In October 1990, the U.S. Department of Energy and the National Institutes of Health announced the launch of the Human Genome Project (HGP), a 15-year international effort to sequence the entire human genome in order to better understand inherited traits, disease characteristics, drug efficacy, and more. Since the completion of the project in 2003, thousands of subsequent findings have been published upon, with much of the research focusing on oncology given that many cancers are driven by certain genetic markers. With the data produced by the HGP, researchers have discovered new types of cancers, new resistance mechanisms, and a whole host of other findings, thanks to the democratized nature of the data and the rapid incentive alignment across oncology to advance care and research (see Figure 1).
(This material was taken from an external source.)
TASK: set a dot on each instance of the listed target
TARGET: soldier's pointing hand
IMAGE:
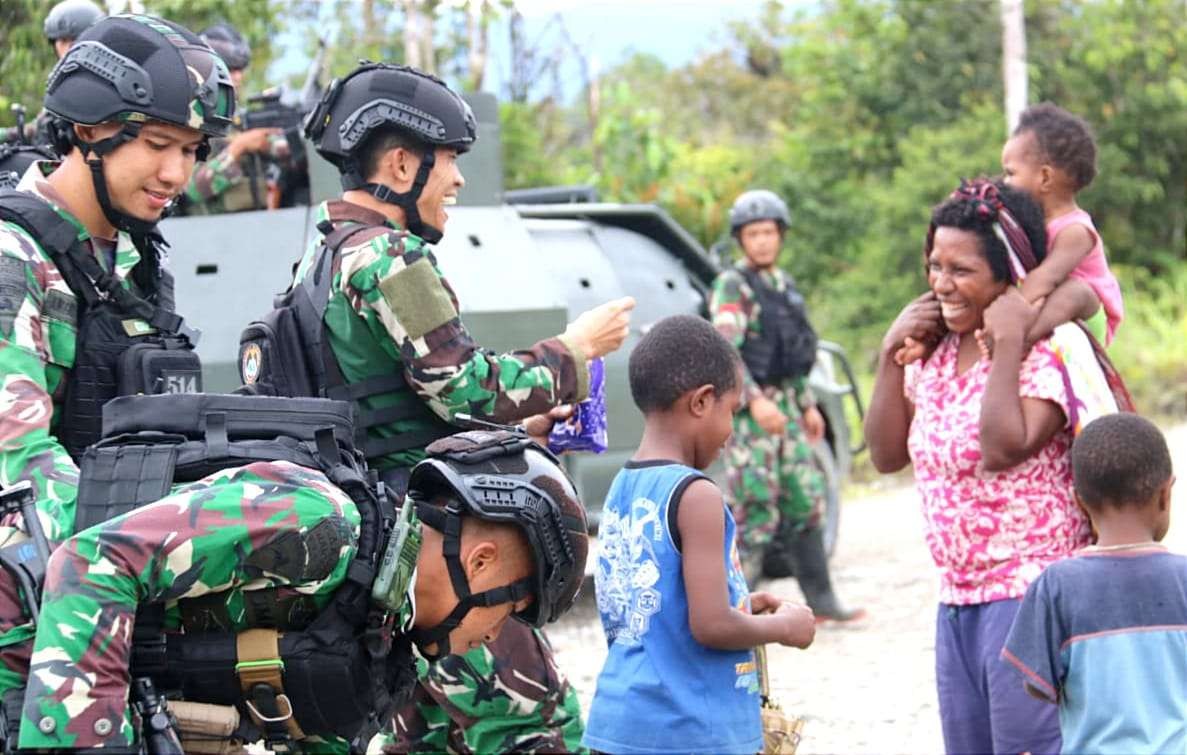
(602, 329)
It is easy to understand how rapid progress was achieved with diseases like cancer, which have a strong genetic basis, given the success of the HGP. What about other diseases? How can we better understand how diseases interact with each other and with different therapies? How can we see what commonalities exist between etiologies involving genetic and environmental factors? And now, importantly, how can we study the long-term impact of diseases such as COVID-19 on the human body and clinical care? Like we have done with cancer, how can we get a 20,000-foot view of all diseases?
Healthcare Data from the Real World Can Provide Insights
We can answer many of these questions with real-world data, including everyday healthcare information from patient visits, lab testing, medical imaging, and more. As a healthcare industry, we have seen the impact that data has had on advancing cancer care. Now, we should turn our attention toward advancing all therapeutic areas through data with the same focus and commitment.
Where to Start?
To make this shift, it starts with the foundation
Technology, infrastructure, and data processing alignment across the healthcare ecosystem is the critical first step. We are not far off from this — most EHRs have common structured data collection fields — but we need to ensure that privacy and security are readily and actively addressed to enable trusted data integration across siloed systems. As a data scientist who has been steeped in healthcare data for nearly two decades, I am confident these technological challenges are solvable with creativity and dedication.
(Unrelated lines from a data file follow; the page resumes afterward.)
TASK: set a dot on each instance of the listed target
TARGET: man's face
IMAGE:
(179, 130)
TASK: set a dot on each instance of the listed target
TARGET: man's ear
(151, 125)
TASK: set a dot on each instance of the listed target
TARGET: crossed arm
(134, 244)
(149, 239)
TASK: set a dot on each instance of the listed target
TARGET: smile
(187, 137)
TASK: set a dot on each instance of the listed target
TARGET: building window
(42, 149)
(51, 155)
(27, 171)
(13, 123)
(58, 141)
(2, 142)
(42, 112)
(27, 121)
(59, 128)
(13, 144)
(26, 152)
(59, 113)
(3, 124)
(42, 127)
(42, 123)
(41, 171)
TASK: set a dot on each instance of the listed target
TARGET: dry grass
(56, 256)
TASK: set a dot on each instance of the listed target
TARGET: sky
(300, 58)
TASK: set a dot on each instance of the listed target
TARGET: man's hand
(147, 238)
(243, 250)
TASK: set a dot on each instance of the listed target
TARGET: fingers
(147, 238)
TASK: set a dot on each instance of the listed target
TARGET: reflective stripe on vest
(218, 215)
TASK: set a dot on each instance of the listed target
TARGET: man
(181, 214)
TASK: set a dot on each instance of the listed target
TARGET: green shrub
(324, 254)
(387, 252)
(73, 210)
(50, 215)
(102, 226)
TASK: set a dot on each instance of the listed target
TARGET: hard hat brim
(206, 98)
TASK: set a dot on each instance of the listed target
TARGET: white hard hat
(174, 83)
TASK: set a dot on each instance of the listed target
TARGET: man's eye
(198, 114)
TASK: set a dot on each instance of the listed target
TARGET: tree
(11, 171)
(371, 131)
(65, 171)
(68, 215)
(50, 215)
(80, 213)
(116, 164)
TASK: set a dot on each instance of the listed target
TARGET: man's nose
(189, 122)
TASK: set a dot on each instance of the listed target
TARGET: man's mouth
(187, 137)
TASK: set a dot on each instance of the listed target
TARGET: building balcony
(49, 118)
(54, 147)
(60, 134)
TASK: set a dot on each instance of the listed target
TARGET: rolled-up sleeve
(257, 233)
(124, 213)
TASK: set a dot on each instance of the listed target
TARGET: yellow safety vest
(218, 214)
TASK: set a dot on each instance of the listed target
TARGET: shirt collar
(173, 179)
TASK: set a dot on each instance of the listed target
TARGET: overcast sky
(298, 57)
Once the foundational elements are addressed, it opens up the doors for incentive alignment across various healthcare stakeholders, including patients, providers, payers, researchers, and more. I envision a world where stakeholders are incentivized for the insights they extract from data rather than the data itself. This could discourage keeping real-world data siloed and encourage sharing de-identified data to accelerate clinical research and advance the practice of medicine.
Starting Small with Incentives is Key
While drastically changing the incentives paradigm may seem inconceivable right now, there is an opportunity to start small. A few incentive structures at the right places in the healthcare ecosystem can go a long way in enabling the fitness of real-world data for observational research. We saw this with the rapid design, development, and deployment of the COVID-19 vaccine. Where there is a will, there is a way.
Just as the Human Genome Project spurred a whole host of advancements in oncology, real-world data could act as a similar catalyst across other diseases. As a technologist and data scientist, I am ready, willing, and able to do my part, and I know I am far from alone in wanting to apply my expertise to help change and save lives.